I can't really describe the rock quarry to you and the pictures don't capture it all. It was a dark, dirty, hot, depressing sea of gray rock. I couldn't get over the number of little kids that kept popping out from behind rocks. I couldn't believe that this was what they had to look forward to everyday. Some of the older kids (maybe 6 and up) would help their moms by carrying over the larger rocks for her to break up. I just kept thinking...what if this was my six year old hanging out here all day, breathing in the gravel dust? Can I blame these women for bringing their kids there everyday? Absolutely not. If my choice was to break rocks for 80 cents a day so I could purchase a little food for my children or watch them go hungry I'd be breaking rock too. Did you notice in one of those pictures that the woman's feet are red and bloody? Can you imagine walking on those hot, sharp rocks every day? What these women were doing for their children and likely children who were not even their own was amazing. There was no complaining. They just sat there and pounded away with their pitiful little tools trying to break the rock. It made me want to weep. It was heart breaking.
All we had left at this point on the bus were Dum Dum suckers so we pulled them out and gave them to the kids. I wish I had a picture of their faces eating those suckers...they were precious. I later found out from one of the women traveling with us that those suckers were probably the only "sweet treat" they'd ever had in their life. Their faces just lit up. How sad...a Dum Dum sucker that my kids would think was no big deal was probably the highlight of their month.
Five minutes certainly did not feel like adequate time to talk with the women and children but it was all we had. We got back on the bus to head home. My heart was heavy over what I had seen as I sank down into my seat. The bus lurched and then died. It wouldn't start. I wasn't worried at first but then I saw how concerned Joseph was about it and realized that this could be bad. All week Joseph had been so insistent about us being safe and sound at our guest house before dark and here we were with a huge African thunderstorm brewing, out in the middle of nowhere with the sun going down and a bus that was going nowhere.
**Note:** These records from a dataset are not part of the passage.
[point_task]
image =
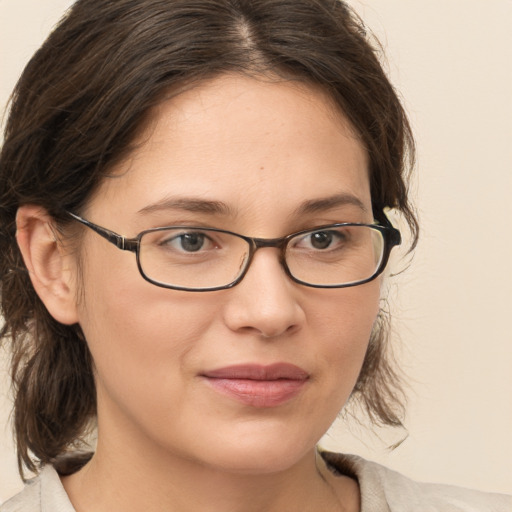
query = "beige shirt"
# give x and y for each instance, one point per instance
(382, 490)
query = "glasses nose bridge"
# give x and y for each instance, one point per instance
(262, 243)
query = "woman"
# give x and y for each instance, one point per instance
(245, 152)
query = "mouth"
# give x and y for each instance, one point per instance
(258, 385)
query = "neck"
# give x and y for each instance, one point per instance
(125, 481)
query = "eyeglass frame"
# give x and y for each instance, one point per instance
(390, 235)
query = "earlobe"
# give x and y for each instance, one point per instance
(47, 262)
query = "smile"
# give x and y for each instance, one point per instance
(257, 385)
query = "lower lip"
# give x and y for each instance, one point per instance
(258, 393)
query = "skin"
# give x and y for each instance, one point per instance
(166, 439)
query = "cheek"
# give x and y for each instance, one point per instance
(344, 323)
(141, 337)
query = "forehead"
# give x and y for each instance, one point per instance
(261, 147)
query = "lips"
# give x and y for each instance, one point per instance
(258, 385)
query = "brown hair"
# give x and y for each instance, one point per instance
(75, 112)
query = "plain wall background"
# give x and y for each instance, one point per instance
(452, 62)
The children all gathered around the bus once they realized that we weren't leaving after all. We had our windows down and were talking to them and watching them enjoy their suckers while the guys worked on the bus. About five minutes into all this I started to actually get scared. I was picturing us stuck at this rock quarry all night in a storm...totally susceptible to whatever or whoever.
I turned around in my seat to one of the guys traveling with us. Somehow he had managed to have internet on his iphone all week. I asked him if maybe he could ask people to pray for us - that the bus would start and we would be kept safe. I'll never EVER forget what he said so kindly and gently. He looked at me and said "I think I'd rather ask people to pray for the people outside our bus right now who have to come here every day". I said something profound like "good point" and turned back around in my seat.
I felt like I'd been hit in the stomach. Tears stung my eyes. Here I sat in the comfort and relative safety of my bus having just moments ago come face to face with people in extreme poverty and dire circumstances...and my concern was immediately for myself. Immediately.
I'll never forget that moment and the revelation I had that night. How quickly I turn toward myself! What a good reminder of the fickleness of my own heart and my utter need for God to help turn my eyes and heart toward others first. So, tonight as I write this I am praying for these people who are struggling so much right now. I am asking God to provide for them, to give them peace in the midst of incredibly difficult circumstances and to continue to turn my heart of stone into one that loves as He does.